Hablar de la identidad nacional es a veces quedarse con un signo de interrogación, sobre todo en un país donde su diversidad étnica, geográfica y cultural habla más bien de varios Méxicos.

La historia mexicana es el recuento de las sucesivas crisis por las cuales ha atravesado el país incluso desde antes de su misma fundación. Esa historia es también la de la invención de la mexicanidad: su construcción artificial por medio de estereotipos propalados por los regímenes del nacionalismo revolucionario y de antiguos mitos de raigambre colonial. Lugares comunes arropados desde el Estado que no solamente lastran el crecimiento del país, sino que lo mantienen en un lastimoso impasse. Aquí, una breve revisión de algunos de los principales mitos de una “mexicanidad” celebrada por propios y extraños.

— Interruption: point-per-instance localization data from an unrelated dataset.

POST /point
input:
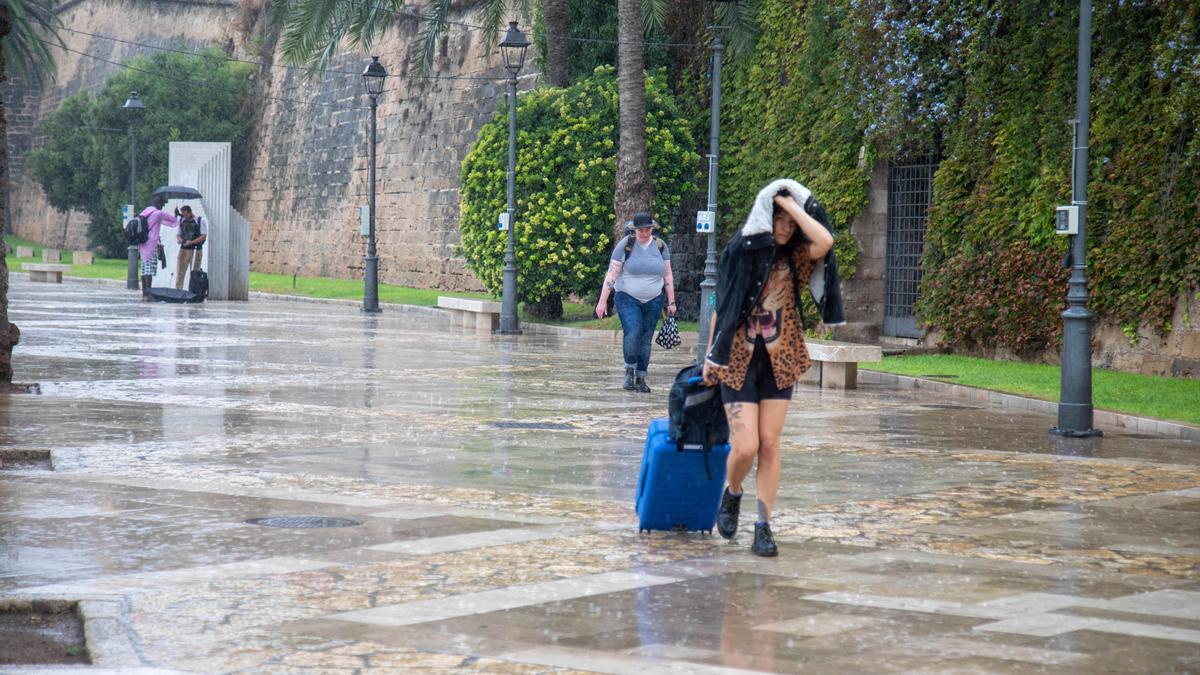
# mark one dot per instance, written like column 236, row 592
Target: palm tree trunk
column 634, row 190
column 557, row 17
column 9, row 333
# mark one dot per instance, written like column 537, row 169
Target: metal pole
column 1075, row 393
column 371, row 262
column 509, row 323
column 708, row 287
column 132, row 280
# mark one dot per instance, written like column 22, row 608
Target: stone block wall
column 89, row 60
column 309, row 162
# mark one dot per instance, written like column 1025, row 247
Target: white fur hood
column 761, row 215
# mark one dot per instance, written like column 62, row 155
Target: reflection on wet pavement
column 493, row 481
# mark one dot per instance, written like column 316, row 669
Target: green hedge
column 567, row 159
column 835, row 85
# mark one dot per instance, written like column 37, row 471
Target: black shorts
column 760, row 382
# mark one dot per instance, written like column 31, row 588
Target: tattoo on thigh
column 735, row 414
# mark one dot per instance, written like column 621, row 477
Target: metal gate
column 910, row 191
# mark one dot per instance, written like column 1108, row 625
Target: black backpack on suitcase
column 198, row 284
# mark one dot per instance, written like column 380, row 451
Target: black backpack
column 696, row 413
column 198, row 285
column 137, row 231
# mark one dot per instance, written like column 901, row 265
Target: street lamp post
column 133, row 107
column 514, row 49
column 1075, row 392
column 708, row 287
column 372, row 77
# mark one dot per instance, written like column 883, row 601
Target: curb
column 1103, row 418
column 1108, row 419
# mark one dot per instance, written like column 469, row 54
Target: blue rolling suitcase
column 678, row 489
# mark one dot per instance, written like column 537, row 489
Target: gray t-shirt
column 642, row 275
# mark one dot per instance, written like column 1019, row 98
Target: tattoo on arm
column 733, row 412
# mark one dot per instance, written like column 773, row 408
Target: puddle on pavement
column 34, row 633
column 25, row 459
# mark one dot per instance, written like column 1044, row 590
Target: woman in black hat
column 756, row 345
column 640, row 275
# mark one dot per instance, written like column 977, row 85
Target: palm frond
column 742, row 27
column 27, row 48
column 655, row 15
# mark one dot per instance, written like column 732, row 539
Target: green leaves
column 84, row 160
column 564, row 184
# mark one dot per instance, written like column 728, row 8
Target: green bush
column 567, row 157
column 84, row 162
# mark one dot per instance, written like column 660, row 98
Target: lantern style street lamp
column 372, row 77
column 1075, row 384
column 514, row 47
column 133, row 109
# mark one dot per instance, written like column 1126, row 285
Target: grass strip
column 1150, row 395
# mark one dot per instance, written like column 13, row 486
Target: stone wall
column 1175, row 354
column 139, row 28
column 309, row 162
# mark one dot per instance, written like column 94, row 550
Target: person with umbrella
column 155, row 219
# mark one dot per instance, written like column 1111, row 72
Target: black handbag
column 669, row 335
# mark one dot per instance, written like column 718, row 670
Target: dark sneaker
column 727, row 515
column 763, row 541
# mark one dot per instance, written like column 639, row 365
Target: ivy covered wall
column 837, row 85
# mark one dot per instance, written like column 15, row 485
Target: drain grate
column 303, row 521
column 540, row 425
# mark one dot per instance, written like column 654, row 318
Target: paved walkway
column 493, row 479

EL MEXICANO NO ES COMO LO PINTAN

El indio tumbado a la sombra del cacto, el macho alburero y fanfarrón y la hembra de abnegación casi musulmana, el pambolero chovinista y el burócrata altanero con el público pero servil con el jefazo. La propensión a la melancolía, al relajo y a la holganza; la devoción a la Virgencita y a la madre casi santa. Éstos parecieran ser, a primera vista, los trazos estereotípicos que pintan al “mexicano”. Sin embargo, difícilmente puede pensarse en un denominador común para los habitantes del territorio que se extiende de Tijuana —y más allá— a Cancún, del río Bravo al Usumacinta.